Alfred Noyes rhythmically rumbles:

And still of an autumn night they say, with the White House on the line,
When the campaign's a ghostly galleon and both candidates cry, "'Tis mine!"
When the road is a ribbon of ballots, all within easy reach,
A highwayman comes riding, riding, riding,
A highwayman comes riding, and punches two holes in each.

Dr. Seuss takes a look at election officials:

I cannot count them in a box
I cannot count them with a fox
I cannot count them by computer
I will not with a Roto-Rooter
I cannot count them card-by-card

I will not 'cause it's way too hard
I cannot count them on my fingers
I will not while suspicion lingers.
I'll leave the country in a jam -
I can't count ballots, Sam-I-Am.

Clement Moore adopts a holiday theme:

'Twas the month before Christmas, when all through the courts,
All the plaintiffs made stirring bad ballot reports.
Which leaves the problem:
Perhaps the best way to stop complaints that are raucous is
Start over again, with the Iowa caucuses.
 
HAH!
*G* Recived this in MY mailbox, Concerning the election
"If none of you have realized, My Secret government operatives have MADE this happen, So that, In a Few Weeks when the time is Ripe, We Will take over the United States Government, And afterwords, Canada, Britian, The Middle East (YES ALL OF IT!) a good part of russia, And Mexico, All who resist will die, And all Who Follow will be given high places of power.

Resistance Is Futile,
The Borg Administration"

Now, I want to know, WHO ON EARTH IS THIS SICK AND STUPID!? I mean, COMON PEOPLE...(Not that i'd disagree to britian taking over, hell they've done a better job when it comes to government than WE Have.) BUT NOT CANADA!! NEVER CANADA! I AM ASSUMING COMMAND OF THE US ARMY! WE WILL CRUSH YOU!!!!!!!!!!!!!!

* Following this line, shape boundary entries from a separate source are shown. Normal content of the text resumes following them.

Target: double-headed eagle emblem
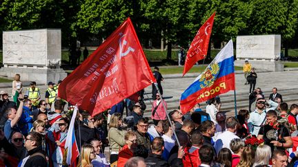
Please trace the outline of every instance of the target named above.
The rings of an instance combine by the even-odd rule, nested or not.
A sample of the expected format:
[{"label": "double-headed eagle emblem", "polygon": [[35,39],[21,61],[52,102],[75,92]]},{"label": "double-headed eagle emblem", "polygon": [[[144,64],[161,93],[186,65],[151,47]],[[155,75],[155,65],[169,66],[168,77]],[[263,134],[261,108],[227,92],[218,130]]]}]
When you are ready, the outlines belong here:
[{"label": "double-headed eagle emblem", "polygon": [[214,84],[219,71],[219,66],[217,62],[212,62],[201,76],[199,82],[201,88],[209,87]]}]

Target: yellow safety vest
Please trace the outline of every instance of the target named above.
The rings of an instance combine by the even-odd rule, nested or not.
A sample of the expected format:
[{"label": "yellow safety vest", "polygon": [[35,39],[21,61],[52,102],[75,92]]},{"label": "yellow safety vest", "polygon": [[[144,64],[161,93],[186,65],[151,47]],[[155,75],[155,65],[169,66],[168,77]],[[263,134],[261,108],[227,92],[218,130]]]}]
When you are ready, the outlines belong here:
[{"label": "yellow safety vest", "polygon": [[52,103],[56,99],[56,91],[54,89],[52,89],[50,88],[48,88],[47,91],[50,94],[48,97],[49,103]]},{"label": "yellow safety vest", "polygon": [[[35,89],[33,91],[31,87],[28,89],[28,99],[31,100],[37,100],[39,98],[39,89],[35,87]],[[33,103],[34,106],[37,106],[39,103],[39,101],[36,101]]]}]

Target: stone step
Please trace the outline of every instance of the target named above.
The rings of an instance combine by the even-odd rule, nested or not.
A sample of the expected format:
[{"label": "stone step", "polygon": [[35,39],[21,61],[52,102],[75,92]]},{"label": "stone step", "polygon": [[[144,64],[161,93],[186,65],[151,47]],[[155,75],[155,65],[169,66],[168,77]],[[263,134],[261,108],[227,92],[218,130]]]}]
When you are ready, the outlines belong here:
[{"label": "stone step", "polygon": [[[268,97],[266,96],[266,98],[268,98],[269,95],[272,93],[271,91],[266,91],[263,92],[265,95],[268,95]],[[298,91],[296,91],[295,89],[283,89],[279,91],[279,93],[281,94],[283,96],[286,96],[288,95],[292,95],[292,94],[298,94]],[[151,95],[151,94],[150,94]],[[146,96],[144,96],[146,97]],[[230,102],[231,101],[234,102],[234,95],[231,94],[223,94],[220,95],[221,101],[222,102]],[[236,98],[237,101],[243,101],[246,100],[248,98],[248,93],[239,93],[236,94]],[[166,102],[168,103],[171,102],[179,102],[179,99],[172,99],[172,97],[165,96],[164,100]],[[145,98],[145,104],[146,105],[151,105],[151,102],[152,102],[152,99],[150,99],[149,100],[148,98]],[[150,102],[151,101],[151,102]],[[202,105],[204,105],[204,102],[202,103]]]},{"label": "stone step", "polygon": [[[286,96],[283,98],[284,101],[285,102],[292,102],[292,101],[297,101],[298,100],[298,96],[297,95],[291,95],[291,96]],[[177,109],[179,107],[179,103],[174,104],[170,103],[168,104],[168,111],[170,111],[173,109]],[[237,111],[239,111],[240,109],[248,109],[248,100],[246,101],[241,101],[237,102]],[[201,107],[203,111],[206,111],[206,106],[203,106]],[[144,111],[144,117],[150,117],[151,115],[151,109],[152,107],[150,106],[147,106],[146,110]],[[234,113],[235,110],[235,104],[233,102],[228,102],[228,103],[222,103],[221,111],[232,111],[232,113]]]},{"label": "stone step", "polygon": [[[292,90],[288,90],[288,91],[280,91],[281,93],[282,93],[283,95],[283,100],[284,101],[286,100],[287,97],[290,96],[291,98],[295,98],[296,96],[298,98],[298,91],[292,91]],[[239,96],[239,97],[237,97],[237,104],[241,102],[246,102],[247,103],[248,103],[248,97],[247,96]],[[221,104],[229,104],[229,103],[232,103],[234,105],[234,96],[229,96],[229,97],[221,97]],[[152,102],[152,101],[151,101]],[[166,102],[167,102],[168,104],[168,108],[170,109],[177,109],[177,107],[179,106],[179,100],[167,100],[166,99]],[[150,102],[146,102],[146,103],[147,105],[147,109],[146,110],[146,111],[151,111],[151,103]],[[206,102],[202,102],[200,104],[201,106],[202,107],[202,108],[203,107],[206,107]]]}]

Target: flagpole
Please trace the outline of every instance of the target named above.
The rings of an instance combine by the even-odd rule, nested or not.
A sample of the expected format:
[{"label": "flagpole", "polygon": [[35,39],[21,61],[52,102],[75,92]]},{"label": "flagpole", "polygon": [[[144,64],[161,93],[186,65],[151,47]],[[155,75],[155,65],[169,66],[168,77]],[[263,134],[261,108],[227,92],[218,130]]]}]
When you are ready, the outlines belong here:
[{"label": "flagpole", "polygon": [[235,117],[237,117],[237,102],[236,102],[236,89],[234,90],[234,107],[235,110]]},{"label": "flagpole", "polygon": [[[144,93],[146,93],[147,98],[148,98],[148,99],[149,99],[150,103],[151,104],[152,108],[154,108],[153,103],[151,102],[151,100],[150,100],[149,96],[148,96],[147,93],[146,93],[145,90],[144,90]],[[161,119],[160,119],[160,117],[158,115],[158,113],[157,112],[155,112],[155,113],[157,114],[157,117],[159,118],[159,120],[160,120]]]},{"label": "flagpole", "polygon": [[[159,94],[159,96],[160,96],[160,98],[161,98],[161,104],[162,104],[163,106],[163,109],[164,109],[165,111],[166,111],[166,114],[167,115],[167,118],[168,118],[168,120],[169,122],[170,122],[170,126],[171,126],[171,127],[172,127],[172,129],[174,129],[174,125],[172,124],[172,121],[171,121],[171,120],[170,120],[170,115],[169,115],[168,113],[168,111],[167,111],[167,109],[166,109],[166,105],[165,105],[165,104],[164,104],[164,102],[163,102],[163,98],[162,98],[162,96],[161,96],[161,94],[160,92],[159,92],[159,89],[158,89],[157,83],[154,83],[154,85],[155,86],[155,88],[157,89],[157,92],[158,92]],[[178,144],[179,148],[180,148],[181,145],[180,145],[180,142],[179,142],[178,137],[177,137],[177,136],[176,132],[175,132],[175,131],[173,131],[173,132],[174,132],[174,135],[175,135],[175,137],[176,137],[176,141],[177,141],[177,144]]]}]

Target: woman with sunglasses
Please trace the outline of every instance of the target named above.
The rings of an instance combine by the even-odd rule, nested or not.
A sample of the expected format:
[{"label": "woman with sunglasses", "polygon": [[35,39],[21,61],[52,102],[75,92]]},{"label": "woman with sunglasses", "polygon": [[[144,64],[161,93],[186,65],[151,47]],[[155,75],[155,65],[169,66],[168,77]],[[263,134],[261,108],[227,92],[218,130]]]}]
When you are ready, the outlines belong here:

(Am i scaring anyone yet??)
 
Hey Bella on the memo to the Queen where did #'s 2, 3 and 6 go?
 
Bring the noise Roland.

With enemies like you who needs friends.
 
Actually, I wanted to See who would agree with me. *LMAO*

But if you Insist....
*Bombs canada to holy hell*
 
Bombs instead of bagel guns.

Nice to see the meds are kickin' in Roland.

Maybe you have improved but for now I will reserve judgement.
 
Juliangel said:
Hey Bella on the memo to the Queen where did #'s 2, 3 and 6 go?
oooops .... sometimes I am just too damn blonde, Juliangel ... I fixed it now ... lol
 
Isabella Thorne said:
Juliangel said:
Hey Bella on the memo to the Queen where did #'s 2, 3 and 6 go?
oooops .... sometimes I am just too damn blonde, Juliangel ... I fixed it now ... lol

No problem..... just didn't want anyone to say it was typical of the education system in the states.